Dedque's workshop

TruffleHog vs probabilistic methods

Have you ever wondered where free API keys come from? Leaks? Data breaches? Actually, they mostly come from carefree developers who push them to a public repo. And if you are not as unconcerned as these people are, you probaby thought about tools to keep your keys safe. The most popular one of them is, arguably, TruffleHog. But how good is it? I can imagine people putting their keys in most random places possible, some of them are detectable using a simple regexp, some - not. Can it detect them all? Let’s try.
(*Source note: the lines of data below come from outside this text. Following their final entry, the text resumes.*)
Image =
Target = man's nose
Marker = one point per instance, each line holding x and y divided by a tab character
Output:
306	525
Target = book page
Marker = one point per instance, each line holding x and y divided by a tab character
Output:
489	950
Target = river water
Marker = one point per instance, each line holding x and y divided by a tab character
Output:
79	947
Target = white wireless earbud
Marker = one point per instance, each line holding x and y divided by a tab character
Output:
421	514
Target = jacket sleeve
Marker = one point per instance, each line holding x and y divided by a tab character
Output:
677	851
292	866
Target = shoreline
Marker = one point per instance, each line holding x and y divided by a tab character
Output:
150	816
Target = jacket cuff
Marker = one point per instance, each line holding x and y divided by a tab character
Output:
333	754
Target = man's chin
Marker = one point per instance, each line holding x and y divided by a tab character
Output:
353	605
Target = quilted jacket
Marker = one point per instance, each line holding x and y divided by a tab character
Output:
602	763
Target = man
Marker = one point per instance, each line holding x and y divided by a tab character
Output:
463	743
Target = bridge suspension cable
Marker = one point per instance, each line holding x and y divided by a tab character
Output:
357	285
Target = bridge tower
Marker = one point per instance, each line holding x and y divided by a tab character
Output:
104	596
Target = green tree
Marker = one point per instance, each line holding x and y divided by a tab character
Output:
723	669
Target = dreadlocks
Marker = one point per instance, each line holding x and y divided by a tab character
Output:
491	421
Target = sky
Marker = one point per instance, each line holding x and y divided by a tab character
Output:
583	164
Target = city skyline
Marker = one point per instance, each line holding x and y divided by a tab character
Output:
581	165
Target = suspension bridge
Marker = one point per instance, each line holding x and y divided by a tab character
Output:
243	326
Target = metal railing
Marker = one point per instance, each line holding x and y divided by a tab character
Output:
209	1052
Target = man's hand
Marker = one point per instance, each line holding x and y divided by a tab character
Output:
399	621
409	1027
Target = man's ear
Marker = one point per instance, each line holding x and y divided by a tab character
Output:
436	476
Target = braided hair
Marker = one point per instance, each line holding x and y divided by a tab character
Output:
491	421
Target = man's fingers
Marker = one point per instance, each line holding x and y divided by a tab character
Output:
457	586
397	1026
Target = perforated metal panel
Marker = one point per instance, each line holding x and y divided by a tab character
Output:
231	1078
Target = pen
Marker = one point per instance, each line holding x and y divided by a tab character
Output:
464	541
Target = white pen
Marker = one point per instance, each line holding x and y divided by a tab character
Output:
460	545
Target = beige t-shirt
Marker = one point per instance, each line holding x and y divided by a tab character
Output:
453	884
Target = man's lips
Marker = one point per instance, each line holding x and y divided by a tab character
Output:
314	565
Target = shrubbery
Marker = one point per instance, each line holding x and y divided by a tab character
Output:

As an example we can take a AWS IAM secret key, which usually looks like wJalrXUtnFEMI/K7MDENG/bPxRfiCYEx4mPL3kY1. This is already a potential leak, but let’s place two more truffles: one in an otherwise empty file with nonambiguous name secret.key and another one in a python snippet written to connect to AWS. Let’s see if TruffleHog finds them:

🐷🔑🐷  TruffleHog. Unearth your secrets. 🐷🔑🐷

2024-10-29T08:52:07+01:00	info-0	trufflehog	running source	{"source_manager_worker_id": "TFlbD", "with_units": true}
2024-10-29T08:52:07+01:00	info-0	trufflehog	finished scanning	{"chunks": 1328, "bytes": 651365, "verified_secrets": 0, "unverified_secrets": 0, "scan_duration": "69.708726ms", "trufflehog_version": "3.82.13"}

No, it doesn’t. And obviously I’m not the only one to find this strange behavior, for example this github issue highlights similar concerns. And what do developers think about not finding this secret? Turns out that they don’t even try to: trufflesecurity.com/blog/its-impossible-to-find-every-vulnerability-so-we-dont-try-to

But this doesn’t mean that I should not try. The aim of this experiment was to find out if there is a way to detect randomly generated keys in files. Verifying and filtering false-positives is out of scope, as well as detection of other types of keys. This research DOES NOT replace or belittle work and vision of TruffleHog or any other tool. It’s a completely different approach, as will be later explained (somewhere in conclusion).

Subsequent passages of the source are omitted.